Mas sem filosofia, eu ali estava somente para fazer um exame, a análise apresentou o aneurisma e a doença estava instalada e pronto. Quem me conhece pergunta por que mexo e procuro. A partir daí o acaso foi criando uma rede, um terço, um masbaha, uma corrente. Era para fazer a cirurgia, acompanhar ou deixar para lá? que se exploda. Não tive reação negativa. Nenhum abalo emocional e decidi fazer a cirurgia depois que ouvi vários especialistas e agradeço aos doutores Douglas Travassos, ao doutor Cícero Anderson, notadamente ao doutor Paulo Niemeyer, absolutamente o mestre que dirige o Instituto Estadual do Cérebro Paulo Niemayer (batismo da instituição foi em homenagem ao seu pai) no Rio de Janeiro.

Voltando ao passado para a questão do acaso. Certa feita pelos idos do início dos anos 2000 eu seguia na estrada dirigindo para as praias do Nordeste com minha mulher Inara Niederauer, e mudando de estação de rádio parei na Metrópole, ainda não era do seu quadro de comentaristas e fiquei ouvindo aquele que hoje é dos meu melhores amigos e colega de rádio, o líder espiritual e filósofo José Medrado. Já o tinha ouvido outras vezes, realmente não o conhecia e do nada, lembrando que não tenho no que acreditar, não tenho dogmas para defender, nem posições ou religião, disse a ela que se um dia eu tivesse algum problema e precisasse de uma palavra amiga eu iria procurar o Medrado. Ela deu risada e disse que duvidava. Quando ela morreu de câncer, isso faz uns oito anos, estive perto de entrar em depressão, estava curtindo uma tal de síndrome do pânico, e no meio do trânsito, angustiado, lembrei de Medrado de quem já era amigo, parei o carro e liguei pra ele como eu disse que um dia faria. Foi um acerto. Me tirou da letargia misturada, como se diz popularmente, com “meu sistema, nervoso”.

E foi por acaso que estando para fazer a cirurgia do aneurisma me veio à cabeça o nome do doutor Paulo Niemayer, que certa feita ouvi dizerem que era uma sumidade em neurocirurgia, que atendia a famosos, ricos e importantes pessoas e eu mero mortal tive vontade de tentar uma brecha qualquer em sua agenda para uma consulta. Pelo Google descobri o fone da sua equipe e entrei em contato sem esperar resultado. Para minha surpresa ela veio a me atender dias depois e foi amor à primeira vista. Um profissional com tanto galardão que tinha admiração de tanta gente grande, inclusive é escritor consagrado e membro da Academia Brasileira de Letras se mostrou atencioso, interessado, educado, simpático e empático. Tinha avaliado meus exames e indicou a cirurgia. Claro que eu não tenho recursos para pagar uma equipe de neurocirurgiões de tal envergadura. Mas ele me chamou para o Rio de Janeiro e em menos de um mês desde a consulta já estava sem o aneurisma. O Instituto Estadual do Cérebro Paulo Niemayer é uma referência. Um orgulho para rede de atendimento do SUS. Um outro tipo de SUS que todos desejamos para todos. Como agradecer ao Dr. Paulo Niemayer e sua generosa, competente e excepcional equipe da hemodinâmica da instituição: Dr. Fausto Braga – que simpatia; Dr. Elias Tanus – que controle – Dr. Plínio Gabriel, sutil, charmoso, a enfermeira e psicanalista Mônica Durães e às dezenas de pessoas que me cercaram de atenção e carinho. Agora no lugar do aneurisma tenho um pendrive para arquivar memória que também está em nuvem e uma ajuda da Inteligência Artificial. Upgrade da zorra. Ninguém me segura, nem nada.
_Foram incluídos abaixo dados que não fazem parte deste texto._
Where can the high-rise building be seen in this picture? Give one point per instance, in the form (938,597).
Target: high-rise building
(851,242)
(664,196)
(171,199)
Minha filosofia é quem procura, acha e tem chance de cura. E sempre, por acaso, acerto na mão. E em boas e generosas mãos.

*Jolivaldo Freitas

Romancista e jornalista. Autor do romance “A Peleja dos Zuavos Baianos Contra Dom Pedro, os Gaúchos e o Satanás”, do “Histórias da Bahia” – Jeito Baiano” e outras obras.